Présidentielle 2018: Bafoussam accueille la victoire de Paul Biya dans l’indifférence totale

C'est un calme de cimetière qui a regné dans la capitale de région de l'Ouest après la proclamation du verdict de la présidentielle du 7 octobre 2018.

Tout le monde ou presque attendait le verdict de l’élection présidentielle du 7 octobre 2018. Les fonctionnaires, les employés du secteur privé et les acteurs secteur informel, ne voulaient aucunement manquer le verdict rendu par le Conseil Constitutionnel. Même pas un seul instant. En groupe ou individuellement, l’on écoutait à la radio ou regardait à la télévision en live, le fastidieux exercice dévolu aux membres de la plus haute juridiction du pays. Le sort du Cameroun se jouait à Yaoundé, mais Bafoussam retenait son souffle. La plupart des habitants de la capitale de la région de l’Ouest consacrait un petit temps à leur gagne-pain, et un peu plus à l’événement phare de ce lundi 22 octobre 2018; à savoir, la publication des résultats de la présidentielle. L’exercice prenait beaucoup de temps, mais personne ne semblait s’en offusquer. « C’est important de vivre ça. C’est bien pour sa culture mais aussi », lance un ouvrier de l’entreprise en charge de la réhabilitation de la route "carrefour le Maire-Eveché".

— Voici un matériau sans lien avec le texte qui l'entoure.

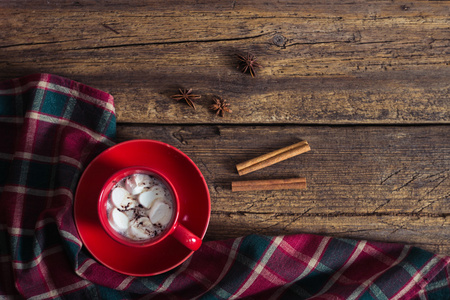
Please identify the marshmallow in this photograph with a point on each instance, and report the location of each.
(119, 219)
(140, 207)
(136, 183)
(141, 229)
(122, 199)
(161, 213)
(147, 197)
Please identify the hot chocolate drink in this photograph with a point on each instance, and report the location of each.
(140, 207)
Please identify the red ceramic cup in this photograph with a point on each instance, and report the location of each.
(174, 228)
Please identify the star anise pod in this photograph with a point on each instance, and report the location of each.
(187, 96)
(248, 63)
(220, 106)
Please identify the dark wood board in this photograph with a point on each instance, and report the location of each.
(388, 183)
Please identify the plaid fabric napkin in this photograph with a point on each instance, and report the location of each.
(52, 127)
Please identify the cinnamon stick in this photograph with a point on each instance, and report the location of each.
(272, 158)
(269, 184)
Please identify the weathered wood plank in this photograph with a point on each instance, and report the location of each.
(381, 182)
(339, 63)
(429, 233)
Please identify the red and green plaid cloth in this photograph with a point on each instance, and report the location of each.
(52, 127)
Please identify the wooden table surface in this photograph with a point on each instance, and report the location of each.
(366, 83)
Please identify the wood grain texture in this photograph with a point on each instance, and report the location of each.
(324, 62)
(380, 182)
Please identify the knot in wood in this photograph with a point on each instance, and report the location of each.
(279, 40)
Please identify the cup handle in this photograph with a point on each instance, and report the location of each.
(187, 238)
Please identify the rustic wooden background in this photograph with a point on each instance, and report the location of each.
(366, 83)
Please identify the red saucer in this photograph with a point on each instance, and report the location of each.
(186, 179)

Ecouteurs soigneusement posés dans les creux de ses oreilles, ce jeune d’à peine 30 ans dit avoir suivi de bout en bout le contentieux post-électoral. A côté de ceux qui étaient plus motivés par ces résultats pour leur culture générale, d’autres étaient davantage préoccupés par les résultats qui allaient être rendus afin de se projeter sur l’avenir du pays. « Sous l’ère Biya, la ville de Bafoussam n’a presque rien eu. Même nous savons qu’il est bien parti pour rempiler, nous souhaitons qu’il y ait changement. C’est comme si Bafoussam n’existait plus dans la tête de nos dirigeants », confie un d'entre eux.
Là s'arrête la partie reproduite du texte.